On the morning of Sunday, November 12, a fire broke out on the Gillespie family farm. Laurie tells the Mail they were unaware until the keen eye of a neighbour alerted them.
“I live in the river valley, so I don’t always see smoke. We were alerted that we were smoking down here by a neighbour who lives up top,” said Laurie. “I have a house that has a million windows, but none that looks at the silage pit where the fire was at.”
Their neighbour, Mark Coutts, texted the family asking them if they were alright. Laurie confirmed they were okay until Coutts said he saw smoke. They went outside and saw the silage pit on fire.

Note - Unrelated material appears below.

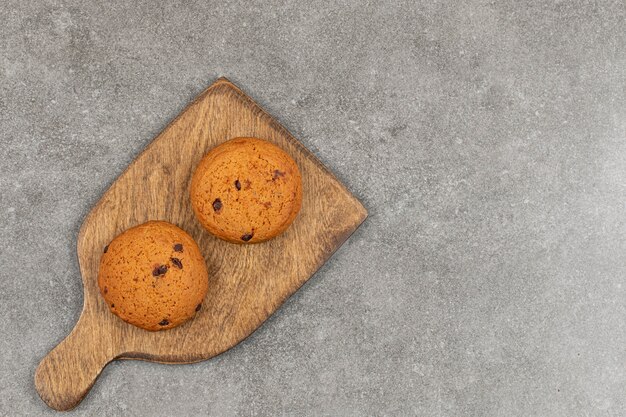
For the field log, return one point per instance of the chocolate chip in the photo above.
(177, 263)
(159, 270)
(277, 174)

“There were lots of red flames around our silage pit. So we were unbelievably pleased. We could have sat in our house and not have known,” she said.
The Homestead Coulee Fire Department and the Hanna Fire Department responded and put out the fire.
“They were professional and so nice. We are always grateful to live in a small community,” she said.
She is also grateful for neighbours Daniel Branson and Andy Andrus, who brought heavy equipment to move bales and salvage their food for the coming season.
“Even the people who are not on the fire department, they came down too. That’s the thing about a small community, news travels fast,” she said.
It was one more reminder of some of the benefits of living in a small community.
“We are super grateful… being in the river valley down here, and all the grass and the cottonwood trees. It is a tinder-rich environment. We were also grateful there was no wind because we had that hellacious wind that night,” she said. “We could have burned the whole countryside down.”
“We got the best possible outcome that could be for something that was uncontrollable.”